LONDON – European stocks rallied on Tuesday as oil prices fell on renewed hopes that a lasting peace could be agreed between the United States and Iran after Israel and Hezbollah announced they would suspend fighting in Lebanon.
pan-european Stocks 600 It closed 0.7% higher. While most regional sectors ended in positive territory, the major bourses in London, Paris, Frankfurt and Milan closed in positive territory.
The Stoxx 600 index fell to a one-week low on Monday as hopes for an end to the Iran war waned, but recovered on Tuesday.
In corporate news, Abibax Shares plunged 43.6% after the French biotech company reported that several patients in its ulcerative colitis trial developed cancer.
“The cancer signal complicates matters, and even if it’s just extraneous noise, we think the overhang is real, especially given the lack of other value-impacting data events in the coming year (1 year),” Jefferies analysts said.
Inflation in the euro zone rose to an estimated 3.2% in May, official data showed on Tuesday, driven by a double-digit rise in energy prices.
The report is in line with expectations in a Reuters survey of economists, with expectations for a rate hike expected to be confirmed at next week’s European Central Bank meeting.
Energy costs in May were the highest in terms of annual inflation, with prices rising by 10.9%, preliminary data showed. This was a slight increase from the 10.8% growth in euro area energy prices recorded in the previous month.
Peace negotiations are unclear
On Monday, US President Donald Trump told CNBC that he was not concerned if peace talks with Iran collapsed.
“I really don’t care.

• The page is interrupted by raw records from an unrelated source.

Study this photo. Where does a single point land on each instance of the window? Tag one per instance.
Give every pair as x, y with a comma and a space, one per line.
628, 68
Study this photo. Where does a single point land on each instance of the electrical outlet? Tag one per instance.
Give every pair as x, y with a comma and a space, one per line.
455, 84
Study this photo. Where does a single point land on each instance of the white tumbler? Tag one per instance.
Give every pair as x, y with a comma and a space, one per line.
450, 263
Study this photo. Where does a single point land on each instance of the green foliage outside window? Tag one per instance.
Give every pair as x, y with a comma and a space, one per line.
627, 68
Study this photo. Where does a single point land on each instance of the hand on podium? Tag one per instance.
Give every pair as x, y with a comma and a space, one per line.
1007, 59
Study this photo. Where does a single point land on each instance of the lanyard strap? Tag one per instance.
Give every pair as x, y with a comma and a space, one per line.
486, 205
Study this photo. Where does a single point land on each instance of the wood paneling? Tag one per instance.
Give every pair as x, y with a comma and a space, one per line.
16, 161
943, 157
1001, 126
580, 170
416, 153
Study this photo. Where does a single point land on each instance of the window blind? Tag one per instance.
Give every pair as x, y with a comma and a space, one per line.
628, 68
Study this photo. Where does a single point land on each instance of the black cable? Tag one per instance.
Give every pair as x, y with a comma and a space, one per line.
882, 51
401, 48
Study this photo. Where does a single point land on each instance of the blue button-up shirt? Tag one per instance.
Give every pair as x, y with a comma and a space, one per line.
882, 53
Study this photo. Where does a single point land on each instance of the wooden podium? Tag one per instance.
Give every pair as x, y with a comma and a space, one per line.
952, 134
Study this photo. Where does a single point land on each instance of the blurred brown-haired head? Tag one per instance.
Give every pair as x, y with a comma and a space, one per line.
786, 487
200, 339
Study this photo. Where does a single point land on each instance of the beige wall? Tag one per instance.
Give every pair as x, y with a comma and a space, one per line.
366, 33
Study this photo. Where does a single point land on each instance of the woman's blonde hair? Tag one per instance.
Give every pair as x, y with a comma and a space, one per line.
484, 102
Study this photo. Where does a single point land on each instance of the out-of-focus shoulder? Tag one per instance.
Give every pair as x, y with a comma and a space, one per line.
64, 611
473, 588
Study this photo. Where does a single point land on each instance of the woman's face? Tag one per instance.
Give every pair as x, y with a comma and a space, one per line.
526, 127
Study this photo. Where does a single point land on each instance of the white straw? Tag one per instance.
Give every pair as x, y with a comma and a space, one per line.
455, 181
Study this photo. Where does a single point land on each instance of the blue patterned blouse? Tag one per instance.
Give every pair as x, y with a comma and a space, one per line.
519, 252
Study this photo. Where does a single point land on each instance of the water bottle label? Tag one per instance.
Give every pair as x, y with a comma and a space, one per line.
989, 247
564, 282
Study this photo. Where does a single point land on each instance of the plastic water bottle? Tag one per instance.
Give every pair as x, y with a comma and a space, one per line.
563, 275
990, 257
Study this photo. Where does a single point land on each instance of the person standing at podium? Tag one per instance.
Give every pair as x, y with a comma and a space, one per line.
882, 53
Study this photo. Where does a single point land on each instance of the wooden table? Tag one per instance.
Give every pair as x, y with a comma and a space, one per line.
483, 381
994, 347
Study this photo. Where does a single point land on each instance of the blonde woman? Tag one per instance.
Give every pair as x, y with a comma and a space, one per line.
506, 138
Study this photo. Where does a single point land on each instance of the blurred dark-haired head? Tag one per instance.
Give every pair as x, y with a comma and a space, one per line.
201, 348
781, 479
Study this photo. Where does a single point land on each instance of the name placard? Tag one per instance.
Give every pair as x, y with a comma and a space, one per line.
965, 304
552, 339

I don’t care,” he said, adding that the drawn-out negotiations were “starting to get very boring.”
Talks between the two countries have stalled in recent weeks as the Strait of Hormuz, a key oil shipping route, remains effectively closed.
Hannah Newman, head of the European Parliament’s delegation to Iran, told CNBC’s “Europe Early Edition” on Tuesday that the Iranian regime “has a lot to gain from an ambiguous situation.”
“I am concerned that the Iranian regime’s continued strategy … will continue to prolong this problem,” she said. “What’s happening now… is that Donald Trump gets bored and walks away, and[the regime]not only gets away with massive repression at home, but also gets away with holding the whole world hostage in the Strait of Hormuz.”
Neumann added that the EU remained skeptical about “whether this war makes sense.”
“Three months into this war, I think we can clearly see that it has brought no improvement to the region or to the world as a whole,” she said. “At the same time, the European Union, like the countries of the Gulf, Africa and Southeast Asia, has been greatly affected by the aftermath of this war, primarily the closure of the Strait of Hormuz, but also the growing cross-border repression and state-sponsored terrorism against Iranians within the Union. So, while we want this war to end, we also want the Iranian regime to disappear.”
He also called for the EU to come to the negotiating table, saying the current negotiating situation “doesn’t allow us to sleep very comfortably here in the European Union.”
European investors are also closely monitoring developments in the Russia-Ukraine war after the Russian government launched a massive air raid on cities across Ukraine early Tuesday morning.
Last week, NATO and EU officials condemned Russia after a Russian drone accidentally crashed into an apartment building in Romania near the border with Ukraine.
The EU is currently preparing its 21st sanctions package against Russia.
On Wall Street, U.S. stocks rose slightly, S&P500 Set a new record with Dow Jones Industrial Average.
— CNBC’s Elsa Ohlen also contributed to this report.